Книга Колодец старого волхва, страница 49. Автор книги Елизавета Дворецкая

Разделитель для чтения книг в онлайн библиотеке

Онлайн книга «Колодец старого волхва»

Cтраница 49

Ворота города растворились, и навстречу печенегу выехал Явор. По сравнению с легким, защищенным только собственной ловкостью печенежским батыром русский воин был воплощением уверенности и силы: на нем была кольчуга с каймой из медных колечек, голову защищал шелом с кольчужной завеской на шее — бармицей. Вооружение его составлял прямой и тяжелый меч на поясе и длинное прочное копье в руках. Подъезжая, печенег быстрыми глазами оглядывал оружие и доспех своего противника: в случае победы все это будет его добычей. Епископ Никита со стены осенял крестами белгородского воина, люди бормотали мольбы каждый к своему богу. Обережа принес на стену печенежскую саблю, которую недавно вынул из могилы в овраге, и обвязывал ее лыковым ремешком со множеством хитрых узлов, бормоча заговор, — это был науз, волшебное средство лишить оружие противника его силы.

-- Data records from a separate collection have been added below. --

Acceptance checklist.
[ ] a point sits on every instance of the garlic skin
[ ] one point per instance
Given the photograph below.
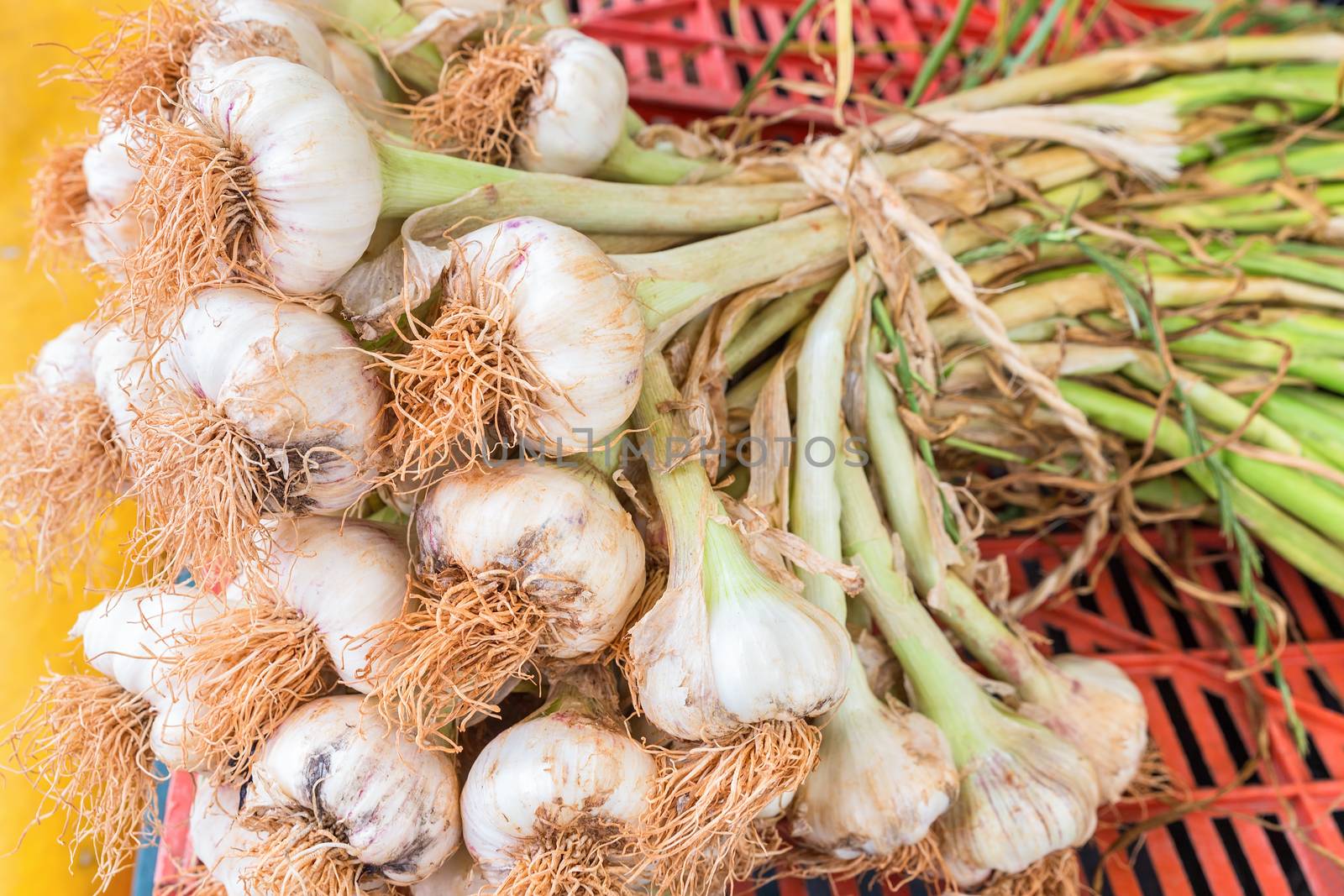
(1025, 794)
(885, 777)
(1095, 705)
(121, 378)
(575, 316)
(108, 228)
(286, 31)
(67, 360)
(129, 637)
(566, 765)
(734, 647)
(217, 839)
(571, 543)
(396, 805)
(344, 575)
(459, 876)
(578, 116)
(293, 379)
(773, 653)
(316, 172)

А Медвянка, увидев скачущего по полю Тоньюкука, похолодела от ужаса, забыла даже причитать. Ей стало нестерпимо стыдно за то, что вчера она могла восхищаться сыном враждебного племени. Ей казалось, что своим вчерашним восхищением она придала сил печенегу и отняла их у Явора. Она готова была выколоть себе глаза, ненавидя их за то, что вчера они встретили взгляд печенега. Непоправимое горе, неотвратимая гибель всего и вся так ясно представились ей, словно уже свершились. Ноги Медвянки ослабели, голова закружилась. Не в силах стоять и смотреть, она села на пол площадки заборола спиной к скважне, съежившись в комок и пряча лицо в ладонях. Сердце в ее груди сжалось в кусок льда; ей казалось, что Явор плывет через широкую бурную реку, — вот голова еще видна между жадными, свирепыми волнами, но только миг — и они сомкнутся над ним, навсегда скрывая от глаз. И все, больше ничего не будет, в гибели Явора для Медвянки была гибель всего белого света.

Противники остановились на ровном пространстве напротив ворот Белгорода. Тоньюкук задорно выкрикивал что-то, обращаясь к Явору, — должно быть, что-то насмешливое и обидное, как у печенегов было принято перед поединком. Печенеги возле шатров встречали его слова громким одобрительным смехом. Но Явор оставался спокоен — он не понимал по-печенежски, зато знал, что вышел в поле не для пустых разговоров.

Тоньюкук видел по лицу своего противника, что его насмешки не достигают цели, и знаком показал, что готов к бою. Противники метнули друг в друга копья, но оба броска не достигли цели: Явор отбил щитом, словно от осы отмахнулся, а Тоньюкук откинулся назад, лег спиной на круп коня, и копье Явора пролетело как раз там, где была его грудь. Мгновенно распрямившись, Тоньюкук выхватил саблю. Явор тоже взялся за меч, и они поскакали навстречу друг другу. Со звоном сшибались клинки, и звон этот отдавался в каждом человеческом сердце по обе стороны от места битвы. Сколько раз воины славян и степняков вот так выходили друг против друга! Судьба отдавала победу то одному, то другому, но столько крови и слез проливалось всякий раз, что конь самого Перуна стоял по грудь в этой крови. И будет ли этому конец? Придет ли воин, который навсегда прогонит Змея от пределов славянских земель?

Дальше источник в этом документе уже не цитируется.